Iron ore recovery unlikely to be long term

Iron ore prices have extended their recovery from a slump last month, but analysts say further gains may be in doubt. The price rallied 4.2 per cent to $US116.60 a tonne on Tuesday, after falling 17 per cent last month.

Iron ore prices have extended their recovery from a slump last month, but analysts say further gains may be in doubt. The price rallied 4.2 per cent to $US116.60 a tonne on Tuesday, after falling 17 per cent last month.

"What we're seeing at the moment is a bit of short covering recovery in steel prices in China and a relief rally also now occurring in iron ore," said ANZ's head of commodity research, Mark Pervan.

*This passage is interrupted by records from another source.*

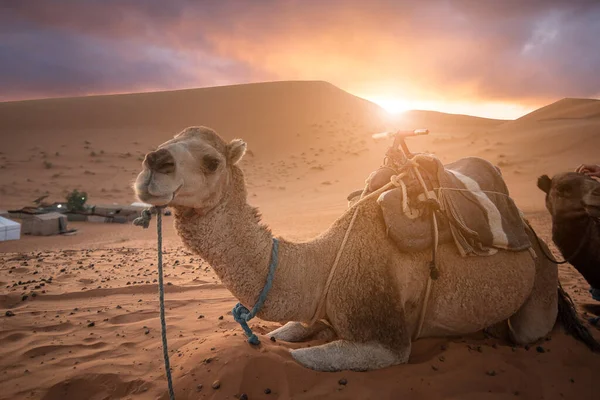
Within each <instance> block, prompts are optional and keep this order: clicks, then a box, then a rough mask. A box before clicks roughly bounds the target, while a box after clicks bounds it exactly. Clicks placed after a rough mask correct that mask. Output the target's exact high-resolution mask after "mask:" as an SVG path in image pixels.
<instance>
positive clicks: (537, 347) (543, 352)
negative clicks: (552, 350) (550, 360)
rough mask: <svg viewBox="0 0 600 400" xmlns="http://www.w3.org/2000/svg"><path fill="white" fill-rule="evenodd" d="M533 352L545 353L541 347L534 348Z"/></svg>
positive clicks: (538, 352) (543, 349)
mask: <svg viewBox="0 0 600 400" xmlns="http://www.w3.org/2000/svg"><path fill="white" fill-rule="evenodd" d="M535 351H537V352H538V353H545V352H546V349H544V348H543V347H542V346H538V347H536V348H535Z"/></svg>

Shares of Australia's major miners failed to capitalise on the rally, with BHP falling 1.4 per cent to $33.79 and Rio Tinto falling 1.4 per cent to $54.36 amid a broader market sell-off. Fortescue Metals, whose shares are more sensitive to fluctuations in the iron ore price, rose 2.6 per cent to $3.55.

China's slowing growth has curbed steel demand, dragging both steel and iron ore prices to multimonth lows last week. China's biggest steelmaker, Baosteel, sees production rising just 1 to 2 per cent this year from last year's 716.5 million tonnes.

Goldman Sachs commodities analyst Christian Lelong said he remained bullish in the short term for iron ore, but less so for the longer term. "We expect prices to bottom at $US75 before stabilising in the $US80-$US85 range from 2015 onwards," he said.